Her latest film, Soma Girls, follows the lives of 30 girls ranging from 6 to 17 years old growing up in a hostel in Kolkata, India, who are attempting to overcome the circumstances they have been born into and lead ordinary lives. She’s collaborating with Mary Jo Lodge, assistant professor of English, and Andy Smith, associate professor of English and chair of film and media studies, on a film about David Heard, a 10-year-old Easton boy who passed away from a rare cancer called neuroblastoma, and The National Crane Project, in which he began an effort to install 1,000 origami cranes in every pediatric cancer center in the country. They will screen the film on campus Sept. 7.

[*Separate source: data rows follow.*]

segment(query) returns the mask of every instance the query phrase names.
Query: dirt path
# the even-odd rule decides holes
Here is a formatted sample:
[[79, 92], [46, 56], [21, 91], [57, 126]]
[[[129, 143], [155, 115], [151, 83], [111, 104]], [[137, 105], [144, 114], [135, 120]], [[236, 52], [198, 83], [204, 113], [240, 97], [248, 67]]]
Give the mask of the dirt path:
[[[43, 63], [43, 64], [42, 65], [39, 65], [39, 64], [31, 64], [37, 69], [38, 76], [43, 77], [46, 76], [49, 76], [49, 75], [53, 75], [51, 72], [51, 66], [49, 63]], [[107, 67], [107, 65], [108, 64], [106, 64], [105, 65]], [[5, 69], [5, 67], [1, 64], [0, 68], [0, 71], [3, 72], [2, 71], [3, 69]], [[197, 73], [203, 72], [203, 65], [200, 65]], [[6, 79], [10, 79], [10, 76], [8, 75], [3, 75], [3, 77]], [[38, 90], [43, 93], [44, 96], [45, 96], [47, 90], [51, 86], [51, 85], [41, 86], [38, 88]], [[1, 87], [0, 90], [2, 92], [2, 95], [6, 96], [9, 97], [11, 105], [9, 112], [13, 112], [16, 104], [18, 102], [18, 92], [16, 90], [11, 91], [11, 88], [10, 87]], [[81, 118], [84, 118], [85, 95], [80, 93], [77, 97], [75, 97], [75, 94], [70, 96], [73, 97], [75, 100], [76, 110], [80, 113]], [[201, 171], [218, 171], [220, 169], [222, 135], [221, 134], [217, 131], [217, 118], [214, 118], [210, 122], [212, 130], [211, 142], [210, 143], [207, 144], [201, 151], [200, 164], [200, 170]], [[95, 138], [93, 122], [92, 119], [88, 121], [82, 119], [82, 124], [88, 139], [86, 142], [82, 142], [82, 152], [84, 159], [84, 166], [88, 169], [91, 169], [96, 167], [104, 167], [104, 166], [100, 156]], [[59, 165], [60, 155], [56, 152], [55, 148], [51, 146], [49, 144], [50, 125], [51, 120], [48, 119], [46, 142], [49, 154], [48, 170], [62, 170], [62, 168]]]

Once the film is completed, David’s mother, Susan and Tom Heard ’91, will use it as a fundraising and awareness tool. Film’s transcendent power is something Sikand wants to share in her classroom. Not only does she want students to view films in ways they never have before, she wants to introduce them to filmmaking as a craft.

“I’d like to see a program that combines theory and practice, one that will attract a diverse group of students interested in film and media within the liberal arts context – in other words, students that have strong production skills, yet see the valuable social and cultural context of their work,” she says.

Luis Schettino, assistant professor of psychology, and Camille Borland '13 are researching a computerized, wearable glove that studies human grasping behavior.

For Schettino, his role in the classroom isn’t to hand out good and bad grades, but to facilitate the learning process. His area of expertise, neuroscience, is a naturally interdisciplinary field. This past spring, Schettino taught a capstone course called Neural Bases of Creativity. Students explored creativity from different evolutionary, ethological, computational, psychological, and literary/artistic points of view. Their goal was to identify how the brain or a computer produces novel, useful concepts.

Collaborating with colleagues and students outside the classroom also is important. His research focuses on the neuroscience of motor cognition – how the processes that organize human movement based on sensory information interact with the processes that use memory, emotion, and attention to understand the world and guide behavior.

Schettino worked with Yih-Choung Yu, professor of electrical and computer engineering, to design and implement a glove that reports the precise moment in which each of the fingers of a participant’s hand makes contact with a target object. An honors student used the system as part of her thesis last spring. This summer, he’s advising a student through the EXCEL Scholars program who is extending this work with plans to present their findings at the Society for Neuroscience meeting in Washington, D.C., this fall.

“My expertise is in the detailed analysis of human behavior. I do research that focuses on the millisecond by millisecond use of sensory information, including vision, hearing, touch, and proprioception to help the motor system predict the best behavioral responses,” explains Schettino. “My research program offers students an opportunity to observe and participate in experiments that are at the cutting edge of motor cognitive research, which gives them an awareness of the type of methodologies needed for present-day neuroscience.”